The energy level then quickly maxed out with "Isabelle's Table Dance," a raucous imagistic composition suggestive of Ravel's Bolero and Astor Piazzola's tangos. With a powerful drum solo by Donald Edwards, the intensity escalated, eventuating in a virtual Hemingway-esque bullfight scene incorporating a bass trombone solo by Earl McIntyre, a rapidly-bowed rhythmic bass solo by Kozlov, then full ensemble leading up to a stunning trombone solo by Herwig, which he ended more quietly with a touch of Trane's "Love Supreme." Then Jaleel Shaw came on with a rapid-fire 128th note alto sax solo a la Bird, followed in quick succession by a closing coda by the band's conductor and lead saxophonist, Craig Handy.

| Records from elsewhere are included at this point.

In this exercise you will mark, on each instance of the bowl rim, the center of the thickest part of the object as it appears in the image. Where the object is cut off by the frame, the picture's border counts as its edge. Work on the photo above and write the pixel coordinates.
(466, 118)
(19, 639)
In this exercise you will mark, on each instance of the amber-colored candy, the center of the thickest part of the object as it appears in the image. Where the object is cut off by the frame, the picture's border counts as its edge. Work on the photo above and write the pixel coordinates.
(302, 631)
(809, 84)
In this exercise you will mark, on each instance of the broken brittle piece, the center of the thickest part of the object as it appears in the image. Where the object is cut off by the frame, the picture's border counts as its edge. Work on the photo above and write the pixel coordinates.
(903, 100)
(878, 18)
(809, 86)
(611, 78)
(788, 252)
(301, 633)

The band then performed "Children"s Hour of Dream," a movement from the lengthy Mingus composition Epitaph), which was through-composed and orchestrated like some of Duke Ellington"s longer symphonic compositions. First conducted posthumously in 1989 at Alice Tully Hall by Third Stream icon Gunther Schuller, Epitaph was called by the New Yorker magazine the first big breakthrough in jazz composition since Ellington. The orchestration reminded me a bit of Prokofiev"s overture to Love for Three Oranges, and the recurrent use of the children"s song, "Frere Jacques," made me wonder if Mingus was paying hommage to the Mahler symphony that evokes the same song in a minor key. Both "Isabelle"s Table Dance" and "Children"s Hour of Dream" showed Mingus' remarkable ability to "paint" music onto a sonic canvas with broad brush-strokes and a rich palette of colors like a van Gogh, Picasso, or Matisse.